Stand firm then, with the belt of truth buckled around your waist... – Ephesians 6:14a NIV

I was reading through this passage – good spiritual warfare passage (I say this half sarcastically, because it’s a bit of a cliché, but also entirely sincerely, because if we truly understood it, it is insanely powerful) – and I couldn’t even get past the first article of armour.

Okay, honestly, this had become such a familiar passage to me that in the past I kind of glazed over it, like yeah, armour of God, got it. Sometimes I’ve tried to look at it a bit deeper (belt of truth – we have to know the truth about Jesus, it holds everything together), but I still didn’t fully get it. I wouldn’t say I even fully get it now. But I understand it more.

Truth

Satan is the father of lies, so truth is going to be one of our most powerful weapons against him. I was struggling with this anxiety because I had believed all these little lies that he had whispered to me – I wasn’t good enough, things weren’t going to work out, I wasn’t going to be able to finish everything I had committed to, I was weak and falling apart.

As Christians, I think we often “know” the truth, but it becomes unconscious and we kind of forget. When we are fighting, I think it so powerful to not just know the truth but to SPEAK it.

In worship we speak the truth about God.

In the Word, we can read and speak the truth about God and ourselves.

Here are some truths I spoke over myself:

“Though the mountains be shaken and the hills be removed, yet my unfailing love for you will not be shaken nor my covenant of peace be removed,” says the Lord, who has compassion on you. – Isaiah 54:10 NIV

SAY: Even though my world is shaking, even if things may be taken from me, God’s love and peace will never be taken from me.

No weapon forged against you will prevail, and you will refute every tongue that accuses you. This is the heritage of the servants of the Lord, and this is their vindication from me,” declares the Lord. – Isaiah 54:17 NIV

SAY: God is protecting me and nothing that attacks me can destroy me.

Come quickly, Lord, and answer me, for my depression deepens. Don’t turn away from me, or I will die. Let me hear of your unfailing love each morning, for I am trusting you. Show me where to walk, for I give myself to you. Rescue me from my enemies, Lord; I run to you to hide me. –Psalm 143:7-9 NLT

SAY: God hears me and answers me. He is with me. He loves me and is worthy of my trust. He will show me where to go and what to do. He will save me. I am loved and protected.

I can never escape from your Spirit! I can never get away from your presence! If I go up to heaven, you are there; if I go down to the grave, you are there.
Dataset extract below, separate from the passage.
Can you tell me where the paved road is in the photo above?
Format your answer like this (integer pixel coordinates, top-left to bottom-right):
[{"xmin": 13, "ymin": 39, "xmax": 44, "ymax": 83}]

If I ride the wings of the morning, if I dwell by the farthest oceans, even there your hand will guide me, and your strength will support me. – Psalm 139:7-10 NLT

SAY: God is with me all the time, no matter what! He is always with me, guiding and supporting me. I am not alone.

Fighting the Anxiety

After I spent my morning in the Word and worship, it is amazing how quickly my anxiety disappeared.

Attacks of the enemy are borne of lies. To fight against them, we need the truth – the truth about God and the truth about ourselves in God. When we cover ourselves in truth, the lies can’t get to us.

How do you fight against moments of anxiety?